Bu bayramın hikâyesini merak edenler, meraklarını açık kaynakların aydınlığında giderebilir. Fakat hisleriyle okuyanlar bilir ki bugün, sadece çocuklara değil; toprağın, tarihin ve milletin ruhuna emanet edilmiş bir şuur günüdür.

İstanbul’a taşındığımdan beri kiralık bir evde oturuyorum. Evimin yanı başında, sabahın sessizliğini delen bir ilkokul var. Her sabah o tanıdık zili duymadan uyanırsam, sanki bu şehirde değilmişim gibi gelir. Pazartesi sabahları evden esas duruşta bulunarak İstiklâl Marşı’na iştirak ederim. O günleri yaşamak istediğimden değil. Öyle olmamız gerektiğine inandığım içindir. Sanki çocukluğun neşesi, milletin sesi yokmuş gibi. Evin dışından gelmesini en çok istediğim iki ses var: biri göğe yükselen ezan, diğeri sınıflara çağıran okul zili. Bu iki ses, bir milletin sabah duası gibidir bana.
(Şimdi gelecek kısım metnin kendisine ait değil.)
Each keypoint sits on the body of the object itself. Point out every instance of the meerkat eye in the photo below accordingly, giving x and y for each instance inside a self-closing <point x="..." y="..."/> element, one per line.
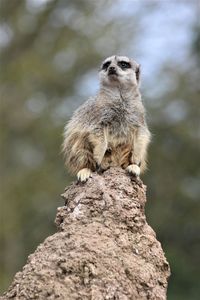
<point x="124" y="65"/>
<point x="106" y="65"/>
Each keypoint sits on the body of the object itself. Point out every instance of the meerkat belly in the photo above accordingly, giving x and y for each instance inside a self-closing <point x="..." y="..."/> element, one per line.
<point x="120" y="147"/>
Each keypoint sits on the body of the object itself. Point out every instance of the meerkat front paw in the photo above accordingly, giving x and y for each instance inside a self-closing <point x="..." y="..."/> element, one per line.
<point x="133" y="169"/>
<point x="84" y="174"/>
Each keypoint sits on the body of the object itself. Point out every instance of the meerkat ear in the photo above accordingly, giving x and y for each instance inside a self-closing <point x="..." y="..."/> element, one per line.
<point x="137" y="73"/>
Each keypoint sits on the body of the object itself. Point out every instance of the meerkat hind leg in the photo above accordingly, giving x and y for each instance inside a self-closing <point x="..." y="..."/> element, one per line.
<point x="134" y="170"/>
<point x="84" y="174"/>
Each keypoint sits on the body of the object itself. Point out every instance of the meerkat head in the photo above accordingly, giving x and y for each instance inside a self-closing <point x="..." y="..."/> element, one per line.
<point x="119" y="71"/>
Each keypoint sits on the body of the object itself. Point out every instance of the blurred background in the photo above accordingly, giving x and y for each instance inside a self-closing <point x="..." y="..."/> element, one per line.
<point x="50" y="52"/>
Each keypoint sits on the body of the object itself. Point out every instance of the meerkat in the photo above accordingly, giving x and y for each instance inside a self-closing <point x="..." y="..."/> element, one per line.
<point x="109" y="129"/>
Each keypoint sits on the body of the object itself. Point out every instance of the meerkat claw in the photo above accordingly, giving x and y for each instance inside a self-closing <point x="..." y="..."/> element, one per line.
<point x="134" y="170"/>
<point x="84" y="174"/>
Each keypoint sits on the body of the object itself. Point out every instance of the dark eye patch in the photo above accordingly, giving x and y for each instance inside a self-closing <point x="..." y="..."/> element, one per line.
<point x="106" y="65"/>
<point x="124" y="65"/>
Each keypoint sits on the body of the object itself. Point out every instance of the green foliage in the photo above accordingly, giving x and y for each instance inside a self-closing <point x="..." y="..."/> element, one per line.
<point x="50" y="52"/>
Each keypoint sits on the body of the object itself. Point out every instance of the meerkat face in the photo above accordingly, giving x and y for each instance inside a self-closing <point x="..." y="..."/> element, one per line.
<point x="119" y="71"/>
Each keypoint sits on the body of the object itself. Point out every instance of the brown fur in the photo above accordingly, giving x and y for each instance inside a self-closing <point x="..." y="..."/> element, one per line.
<point x="108" y="130"/>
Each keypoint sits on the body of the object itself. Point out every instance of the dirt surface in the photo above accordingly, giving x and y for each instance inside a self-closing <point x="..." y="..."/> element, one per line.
<point x="104" y="248"/>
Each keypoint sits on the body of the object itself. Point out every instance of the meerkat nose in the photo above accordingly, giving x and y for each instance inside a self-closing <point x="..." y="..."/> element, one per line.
<point x="112" y="70"/>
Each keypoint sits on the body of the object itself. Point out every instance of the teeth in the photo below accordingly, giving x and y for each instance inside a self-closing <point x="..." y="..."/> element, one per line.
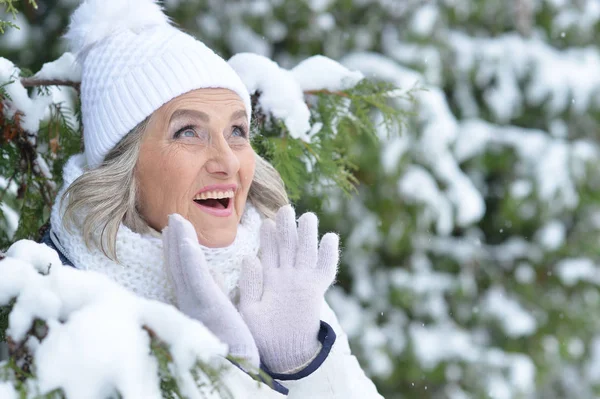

Kırk iki yıl boyunca sınıflara girdim, koridorlarda nöbet tuttum, çocuk sesleriyle harmanlanan bahçelerde yürüdüm. O günler, ömrümün kalabalık hatıra defterinde en çok sayfa ayırdığım zamanlardı. Bu yüzden zil sesi benim için bir ses değil, hafızamın kalbinde atan bir nabızdır. Biz o sesi sadece işitmedik; hayatımızın ritmine dönüştürdük.

Her sabah evden çıkarken gözüm okul bahçesine kayar. Koşan, oynayan, bağıran, top peşinde neşeyle savrulan çocukları izlerim. Aralarındaki öğretmenleri tanırım bakışlarından. Birkaç saniyelik bir göz temasında bile mesleğin o özel yorgunluğunu ve eşsiz heyecanını fark ederim. Bazen öylece dururum, sonra içimden bir ses fısıldar: “Git, karış aralarına…”

İçeri girsem, biri beni durdursa mı? Zannetmem. Çünkü bir öğretmen, görevinden emekli olur ama öğrenciden asla. Tahtaya tebeşiri sürerken kendiliğinden konuşmaya başlayan kelimeler hâlâ zihnimde sıra bekliyor.

Bugün, 22 Nisan 2025. Sabah evden çıktım. Son üç gündür okulun bahçesinde bir platform kurulmuş. Üzerinde bir öğretmen, elinde mikrofonla çocuklara komutlar veriyor: “Şöyle dur, bayrağı daha dik tut, omzunu düzelt…”

Sesi evin içindeyken bile seçiliyor; çünkü sadece ses değil, bir heyecanın, bir sevdanın yansıması o. Tören provaları, yalnızca birer prova değildir aslında; bir milletin hatırasını gelecek kuşaklara nakşetmenin ritüelidir. Yorucudur ama yüreği olan için tatlı bir yorgunluktur.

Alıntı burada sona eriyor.